Planning Garden Villages in the Colombian Highlands: Credit Democratization and Rural Housing during the Liberal Republic, 1930–46

Friday, January 8, 2016: 3:10 PM
International Ballroom B (Atlanta Marriott Marquis)
Susana Romero, Cornell University
Beginning in 1930, credit became the centerpiece of all policies of economic promotion. Liberal and Conservative reformers agreed that the consolidation of state funded banking, which comprised the set up of credit offices throughout the national territory, would stimulate individual enterprise, benefitting the economy as a whole. This was especially true with regards to the rural sector. Liberals and Conservatives believed in state credit’s power to transform peasant economies by redirecting state capital to small farmers who had not had access to the privileges of state support. In 1934-1936, during the first half of Alfonso López Pumarejo’s term, the Conservative Party hindered Liberal reforms at many levels, while the program of “credit democratization” advanced with the open sanction of the Conservatives. The Eduardo Santos administration deepened the democratization of credit by creating new institutions that multiplied the reach and functions of credit. These new institutions allowed municipalities to improve their infrastructure and poor peasant families to build their homes.
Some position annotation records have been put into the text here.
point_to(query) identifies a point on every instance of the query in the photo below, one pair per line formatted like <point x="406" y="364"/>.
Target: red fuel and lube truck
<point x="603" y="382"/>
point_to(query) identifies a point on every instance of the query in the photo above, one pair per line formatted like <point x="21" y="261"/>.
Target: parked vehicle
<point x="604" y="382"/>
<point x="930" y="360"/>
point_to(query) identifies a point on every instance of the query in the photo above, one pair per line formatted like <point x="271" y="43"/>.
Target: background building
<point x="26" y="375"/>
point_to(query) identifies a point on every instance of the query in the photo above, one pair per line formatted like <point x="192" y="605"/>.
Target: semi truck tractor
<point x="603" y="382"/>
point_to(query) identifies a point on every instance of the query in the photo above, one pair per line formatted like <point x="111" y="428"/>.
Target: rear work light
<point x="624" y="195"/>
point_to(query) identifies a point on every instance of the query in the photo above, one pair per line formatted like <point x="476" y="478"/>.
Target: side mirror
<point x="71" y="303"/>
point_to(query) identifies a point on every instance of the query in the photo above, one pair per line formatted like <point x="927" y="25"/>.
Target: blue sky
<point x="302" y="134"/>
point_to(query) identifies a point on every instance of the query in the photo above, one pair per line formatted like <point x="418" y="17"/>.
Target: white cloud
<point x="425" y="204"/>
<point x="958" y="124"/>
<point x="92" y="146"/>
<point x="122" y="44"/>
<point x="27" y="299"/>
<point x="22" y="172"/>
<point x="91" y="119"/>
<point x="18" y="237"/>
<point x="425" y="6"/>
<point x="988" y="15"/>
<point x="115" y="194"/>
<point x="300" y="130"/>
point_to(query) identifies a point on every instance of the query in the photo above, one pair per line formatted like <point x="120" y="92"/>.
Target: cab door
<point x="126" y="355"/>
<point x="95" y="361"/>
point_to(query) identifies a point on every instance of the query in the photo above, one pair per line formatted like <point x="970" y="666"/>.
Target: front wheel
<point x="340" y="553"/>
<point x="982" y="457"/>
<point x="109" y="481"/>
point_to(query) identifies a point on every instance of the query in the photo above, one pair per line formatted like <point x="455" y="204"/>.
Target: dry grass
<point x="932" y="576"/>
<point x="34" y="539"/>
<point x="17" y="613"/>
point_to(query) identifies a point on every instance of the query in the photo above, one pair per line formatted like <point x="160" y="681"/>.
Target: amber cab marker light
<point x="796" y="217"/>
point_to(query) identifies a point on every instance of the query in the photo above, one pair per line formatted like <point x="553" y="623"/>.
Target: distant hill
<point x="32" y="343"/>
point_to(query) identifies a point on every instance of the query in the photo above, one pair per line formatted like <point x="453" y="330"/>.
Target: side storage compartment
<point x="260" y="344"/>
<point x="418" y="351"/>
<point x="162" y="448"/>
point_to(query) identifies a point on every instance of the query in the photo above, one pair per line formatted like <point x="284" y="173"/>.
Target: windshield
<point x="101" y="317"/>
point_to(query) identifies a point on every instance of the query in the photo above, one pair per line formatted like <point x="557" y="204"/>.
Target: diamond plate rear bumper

This paper argues that Colombia’s first and only housing institution, the Instituto de Crédito Territorial (ICT), was the social component of an overarching program of credit democratization for the rural sector. With housing, state officials attempted to address the obstacles of the Liberals’ agricultural policy had encountered at the local level. It dwells in the intellectual and political motives that drove state officials in 1939 to create the ICT. It explains the nature and content of the rural housing campaign, showing that this program concentrated in the capital city’s immediate southwestern vicinity, Sumapaz, where local social dynamics were questioning the effectiveness of Liberal policies. Finally, I emphasize that rural housing set the financial, administrative, and technical basis of the wide reaching urban housing projects the ICT embarked upon since 1942, which, ironically, transformed the institution in Colombia’s biggest urban developer.